After talking with the business team we are informed that those levers (this is, metrics we can analyse) that have the greatest revenue impact are the following:
- Renting price: the greater the renting price the greater the revenue.
- Availability: generally the more days the property is occupied for renting the greater the revenue (more demand).
- Property price: the cheaper the property the greater the revenue.
- The renting price will be measured by the price for one night in euros according to Airbnb.
- The availaibility will be measured as the total number of days the property can be rented.
- The property price will be measured as the product between the total surface of the property and its average price per m2. Then, a 25% discount will be applied to the final price assuming the business can negotiate and lower the purchase price thanks to the purchase team.
The relevant entities we can retrieve data from in order to accomplish our objective are the following:
- Airbnb dataset of Madrid
- Price per m2 in the city of Madrid by district
Some web scrapping is necessary to obtain all the data.
These are the first questions we need to start finding relevant insights. Different questions apply to each lever.
About renting price:
- What is the average price? What about the price range? What is the variation among the different districts?
- What is the average renting price ranking for the different districts and neighbourhoods?
- What are the most important factors that determine the renting price?
- What is the relationship between the property size and the renting price?
- How does the amount of properties per district affect the renting price?
- What are the prices variation for each type of property? (the whole flat, a private room, a shared room)
About availability:
- What is the mean availability?

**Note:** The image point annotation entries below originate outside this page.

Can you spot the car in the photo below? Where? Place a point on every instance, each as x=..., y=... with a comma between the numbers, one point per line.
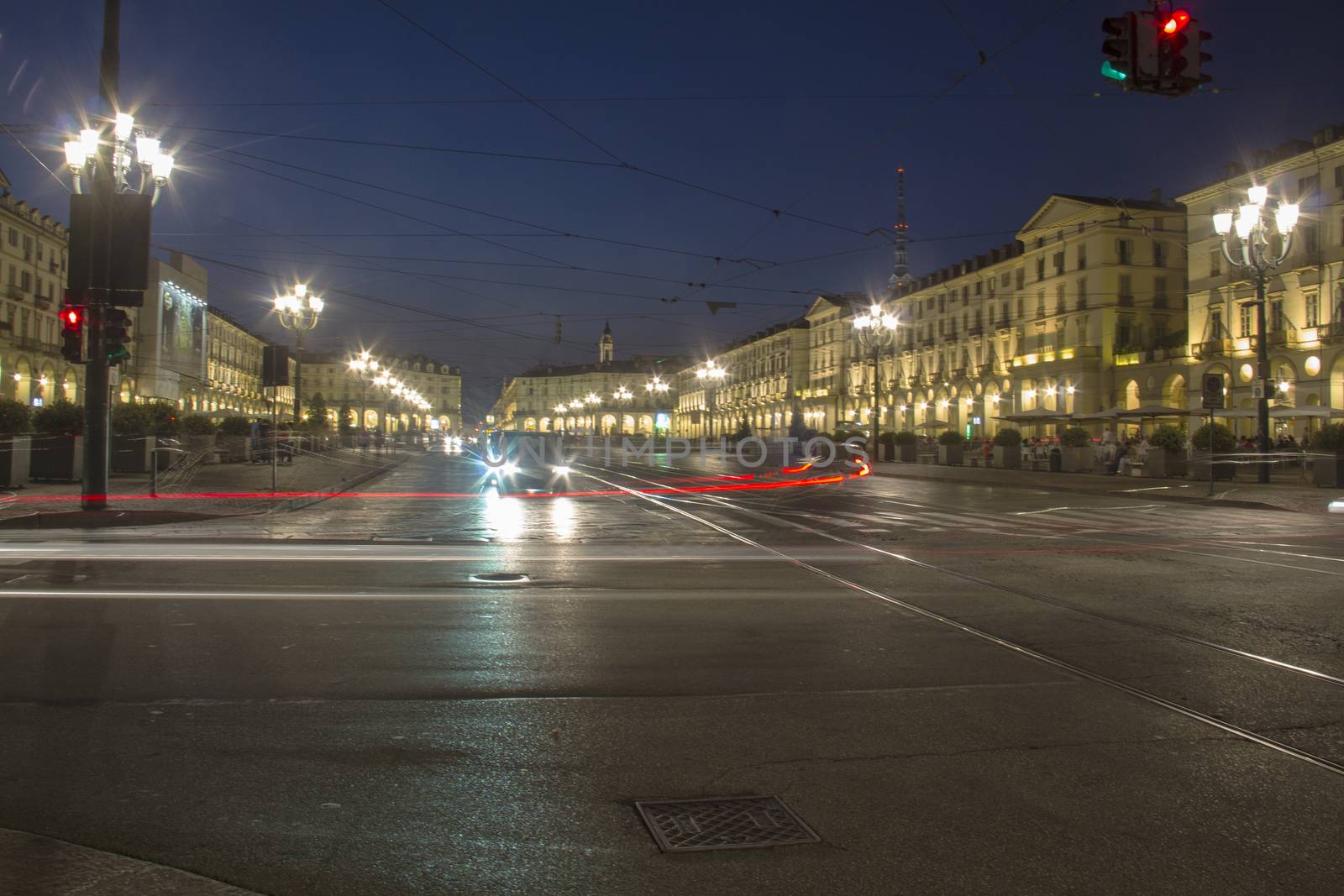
x=526, y=461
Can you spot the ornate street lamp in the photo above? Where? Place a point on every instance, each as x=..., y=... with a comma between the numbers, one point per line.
x=877, y=329
x=1254, y=253
x=299, y=312
x=366, y=369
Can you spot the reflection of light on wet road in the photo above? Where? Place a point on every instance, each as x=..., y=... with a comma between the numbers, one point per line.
x=503, y=516
x=562, y=519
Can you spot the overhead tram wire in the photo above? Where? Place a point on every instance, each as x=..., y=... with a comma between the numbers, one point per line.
x=551, y=231
x=656, y=175
x=508, y=282
x=550, y=114
x=374, y=300
x=454, y=230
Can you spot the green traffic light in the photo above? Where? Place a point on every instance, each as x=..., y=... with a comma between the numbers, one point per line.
x=1112, y=71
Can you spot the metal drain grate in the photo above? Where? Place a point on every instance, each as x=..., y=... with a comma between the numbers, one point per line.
x=732, y=822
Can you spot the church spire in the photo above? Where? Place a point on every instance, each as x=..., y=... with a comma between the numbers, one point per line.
x=900, y=278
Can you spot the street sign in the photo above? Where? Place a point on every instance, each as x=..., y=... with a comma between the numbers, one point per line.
x=1214, y=391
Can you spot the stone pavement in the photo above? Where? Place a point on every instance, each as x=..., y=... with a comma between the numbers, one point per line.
x=1285, y=493
x=210, y=488
x=33, y=864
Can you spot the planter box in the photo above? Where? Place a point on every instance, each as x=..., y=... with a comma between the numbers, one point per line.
x=234, y=449
x=131, y=453
x=1008, y=457
x=1328, y=472
x=57, y=457
x=15, y=456
x=203, y=445
x=1079, y=458
x=1200, y=465
x=1160, y=464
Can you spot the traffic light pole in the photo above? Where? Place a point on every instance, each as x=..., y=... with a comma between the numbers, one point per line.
x=97, y=383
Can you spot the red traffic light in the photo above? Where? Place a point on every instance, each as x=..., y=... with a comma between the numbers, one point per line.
x=1176, y=22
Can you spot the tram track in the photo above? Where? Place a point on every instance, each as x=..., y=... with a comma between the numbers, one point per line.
x=672, y=504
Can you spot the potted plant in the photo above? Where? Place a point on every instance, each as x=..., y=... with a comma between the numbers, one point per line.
x=1166, y=453
x=951, y=446
x=1211, y=441
x=58, y=448
x=131, y=443
x=235, y=443
x=1075, y=450
x=1328, y=470
x=909, y=445
x=15, y=443
x=165, y=426
x=201, y=437
x=1008, y=449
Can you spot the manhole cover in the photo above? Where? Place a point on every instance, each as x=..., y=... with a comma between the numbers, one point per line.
x=737, y=822
x=501, y=578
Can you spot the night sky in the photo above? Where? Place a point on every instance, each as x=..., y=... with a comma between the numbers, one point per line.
x=806, y=107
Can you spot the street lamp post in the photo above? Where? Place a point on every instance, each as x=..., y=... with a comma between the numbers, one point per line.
x=622, y=398
x=366, y=369
x=710, y=374
x=1253, y=251
x=299, y=312
x=102, y=168
x=658, y=390
x=875, y=331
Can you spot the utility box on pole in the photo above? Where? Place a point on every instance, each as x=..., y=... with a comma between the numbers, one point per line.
x=275, y=365
x=1214, y=396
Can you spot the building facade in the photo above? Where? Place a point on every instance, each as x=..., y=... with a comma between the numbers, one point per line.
x=329, y=376
x=608, y=398
x=1304, y=297
x=33, y=266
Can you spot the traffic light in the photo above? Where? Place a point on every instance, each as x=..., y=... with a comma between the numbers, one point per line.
x=1119, y=47
x=71, y=333
x=1180, y=56
x=116, y=335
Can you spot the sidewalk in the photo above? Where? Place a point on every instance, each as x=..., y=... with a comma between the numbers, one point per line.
x=39, y=866
x=1281, y=496
x=215, y=490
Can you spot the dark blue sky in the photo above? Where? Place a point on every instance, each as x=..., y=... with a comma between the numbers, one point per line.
x=980, y=159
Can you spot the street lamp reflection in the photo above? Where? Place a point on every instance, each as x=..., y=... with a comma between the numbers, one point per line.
x=504, y=516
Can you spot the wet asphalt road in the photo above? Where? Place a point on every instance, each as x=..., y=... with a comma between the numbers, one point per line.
x=324, y=701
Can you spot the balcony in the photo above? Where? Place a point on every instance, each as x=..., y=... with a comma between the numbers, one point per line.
x=1281, y=336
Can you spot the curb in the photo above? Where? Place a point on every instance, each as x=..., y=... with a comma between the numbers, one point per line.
x=39, y=866
x=1052, y=486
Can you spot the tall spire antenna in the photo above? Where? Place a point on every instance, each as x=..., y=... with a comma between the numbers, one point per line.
x=900, y=278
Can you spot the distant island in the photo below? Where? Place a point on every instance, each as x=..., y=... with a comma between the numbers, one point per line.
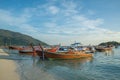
x=14, y=38
x=113, y=43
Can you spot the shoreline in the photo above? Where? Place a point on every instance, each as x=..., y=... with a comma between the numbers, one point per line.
x=8, y=69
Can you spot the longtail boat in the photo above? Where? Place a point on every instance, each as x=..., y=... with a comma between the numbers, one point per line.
x=15, y=48
x=66, y=55
x=103, y=49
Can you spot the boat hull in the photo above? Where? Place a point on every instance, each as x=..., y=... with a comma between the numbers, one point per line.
x=65, y=55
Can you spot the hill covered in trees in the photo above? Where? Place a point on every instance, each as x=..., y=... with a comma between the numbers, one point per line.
x=14, y=38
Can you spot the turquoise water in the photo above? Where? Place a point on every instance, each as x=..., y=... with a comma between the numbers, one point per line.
x=103, y=66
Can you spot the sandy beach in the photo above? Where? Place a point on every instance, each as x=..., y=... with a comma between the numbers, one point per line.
x=8, y=69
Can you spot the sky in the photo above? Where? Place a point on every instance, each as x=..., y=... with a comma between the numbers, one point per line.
x=63, y=21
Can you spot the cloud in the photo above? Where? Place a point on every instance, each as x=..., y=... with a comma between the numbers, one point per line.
x=53, y=9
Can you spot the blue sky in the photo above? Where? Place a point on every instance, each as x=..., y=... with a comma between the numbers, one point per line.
x=63, y=21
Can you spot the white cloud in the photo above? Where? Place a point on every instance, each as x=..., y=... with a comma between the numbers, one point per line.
x=53, y=9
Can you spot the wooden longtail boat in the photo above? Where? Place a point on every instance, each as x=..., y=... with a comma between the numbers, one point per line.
x=103, y=49
x=66, y=55
x=28, y=52
x=15, y=48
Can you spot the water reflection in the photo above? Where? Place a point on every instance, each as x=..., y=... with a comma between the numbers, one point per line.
x=109, y=53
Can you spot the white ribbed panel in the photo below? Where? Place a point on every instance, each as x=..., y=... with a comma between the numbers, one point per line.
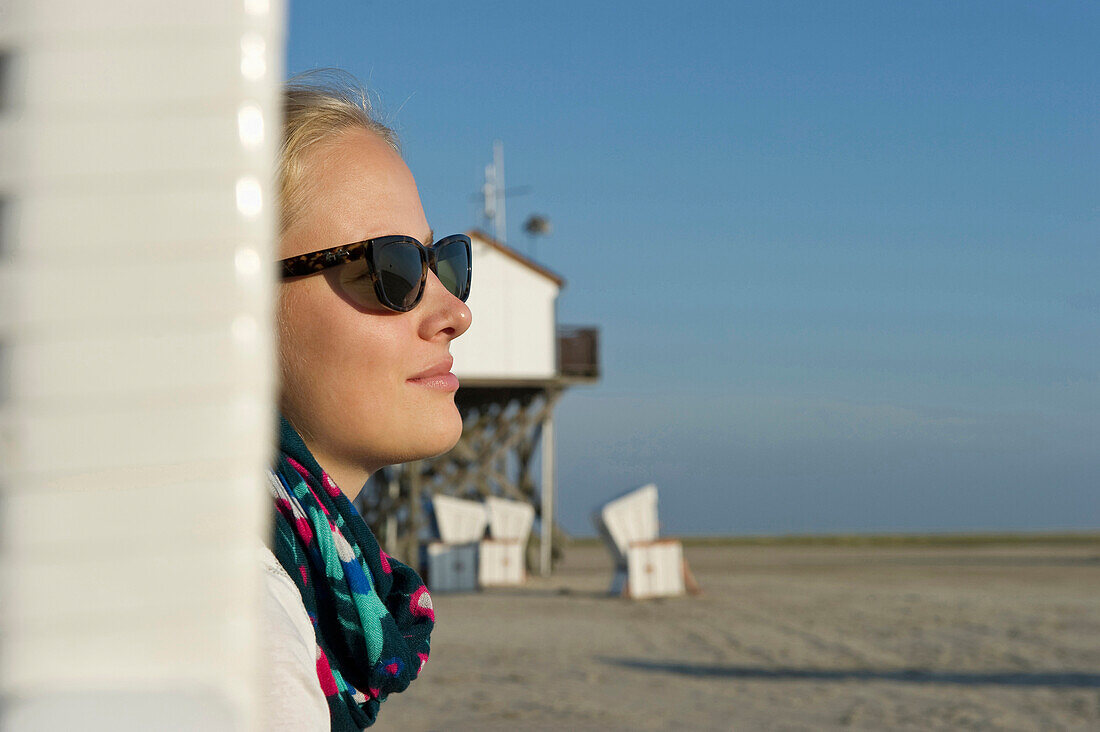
x=136, y=157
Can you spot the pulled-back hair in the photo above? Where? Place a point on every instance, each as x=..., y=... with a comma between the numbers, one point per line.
x=317, y=107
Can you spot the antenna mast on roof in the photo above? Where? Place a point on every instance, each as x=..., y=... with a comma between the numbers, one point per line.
x=493, y=193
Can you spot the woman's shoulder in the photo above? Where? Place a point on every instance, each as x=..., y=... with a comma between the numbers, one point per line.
x=292, y=694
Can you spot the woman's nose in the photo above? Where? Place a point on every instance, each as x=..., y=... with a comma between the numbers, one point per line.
x=444, y=315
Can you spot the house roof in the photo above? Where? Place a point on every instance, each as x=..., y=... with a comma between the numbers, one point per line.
x=512, y=253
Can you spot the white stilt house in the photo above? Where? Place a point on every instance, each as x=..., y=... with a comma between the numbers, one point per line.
x=514, y=364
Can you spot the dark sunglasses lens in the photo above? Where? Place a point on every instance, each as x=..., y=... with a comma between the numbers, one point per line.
x=452, y=265
x=399, y=266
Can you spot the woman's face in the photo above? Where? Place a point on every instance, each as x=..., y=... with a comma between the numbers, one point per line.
x=350, y=371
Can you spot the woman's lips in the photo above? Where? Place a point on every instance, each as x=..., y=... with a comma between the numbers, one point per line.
x=438, y=377
x=443, y=382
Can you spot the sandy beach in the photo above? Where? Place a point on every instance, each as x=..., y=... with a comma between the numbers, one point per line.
x=784, y=637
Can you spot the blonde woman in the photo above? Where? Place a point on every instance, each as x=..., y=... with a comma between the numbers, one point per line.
x=370, y=301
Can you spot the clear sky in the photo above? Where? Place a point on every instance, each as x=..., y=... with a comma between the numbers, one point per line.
x=845, y=258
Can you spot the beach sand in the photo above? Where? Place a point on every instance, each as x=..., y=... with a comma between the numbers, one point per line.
x=784, y=637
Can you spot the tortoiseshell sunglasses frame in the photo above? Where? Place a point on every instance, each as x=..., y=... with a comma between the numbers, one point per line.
x=303, y=264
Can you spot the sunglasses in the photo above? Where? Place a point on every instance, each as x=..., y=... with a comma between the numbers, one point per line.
x=393, y=270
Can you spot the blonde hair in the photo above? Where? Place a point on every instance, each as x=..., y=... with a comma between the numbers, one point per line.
x=317, y=107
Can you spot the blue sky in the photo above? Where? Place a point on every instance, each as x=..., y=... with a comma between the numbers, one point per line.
x=844, y=257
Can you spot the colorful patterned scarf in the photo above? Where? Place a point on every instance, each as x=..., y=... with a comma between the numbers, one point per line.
x=372, y=614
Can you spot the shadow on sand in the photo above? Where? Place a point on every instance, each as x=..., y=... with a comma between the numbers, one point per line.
x=1063, y=679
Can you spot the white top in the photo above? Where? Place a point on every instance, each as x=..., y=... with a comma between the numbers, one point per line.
x=293, y=700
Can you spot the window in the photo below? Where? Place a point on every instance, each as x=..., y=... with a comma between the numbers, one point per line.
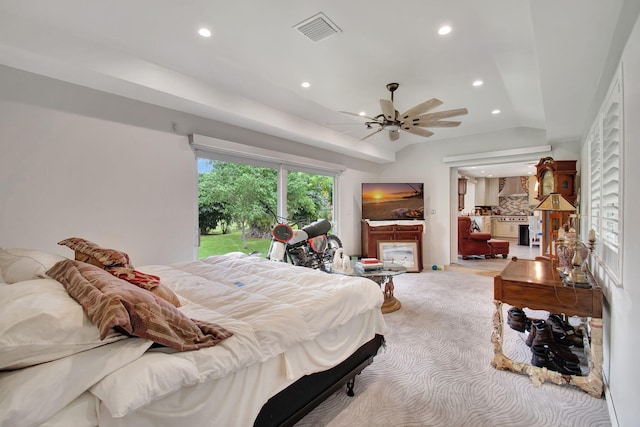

What is the variation among the different districts?
- What is the average availability ranking for the different districts and neighbourhoods?
- What are the most important factors that determine the availability?
- How does the amount of properties per district affect the availability?
About property price:
- What is the property price ranking by m2 by district?
- What is the relationship between the property price and the renting price by district?
- What is the relationship between the property price and the availability by district?
All the analysis is carried out in the following Jupyter Notebooks (Python):
Retail market analysis in Madrid - Python script (PART 1 - DATA ACQUISITION)
Retail market analysis in Madrid - Python script (PART 2 - CREATE DATA MART)
Retail market analysis in Madrid - Python script (PART 3 - DATA PREPARATION)
Retail market analysis in Madrid - Python script (PART 4 - ANALYSIS AND INSIGHTS)
Here is a summary of the steps taken throughout the analysis process:
- Gathering the data from the internet and create a database using SQLite
- Selecting what data is useful for the project
- Cleaning the data
- Create and transform relevant variables for the project
- Analyse the data by answering the seed questions from Section 5.
For this project a report was generated, communicating all the analysis and found insights. The report can be checked in the following file:
Retail market analysis in Madrid - Report
-
Cleaning data is not so straightforward. That's why analysing data is an iterative process, because normally some data quality problems are only found at later stages during data analysis processes rather than during the cleaning process.
-
It is very difficult to have all the data. Many assumptions are made during the process due to lacking information. Then, the more data (and more relevant) we can have the better is the approach to any problem.
-
Business knowledge is very helpful. Making the correct questions is key when looking for data insights. Sometimes an analytical mindset is enough, but business knowledge about the project topic can accelerate the analysis process.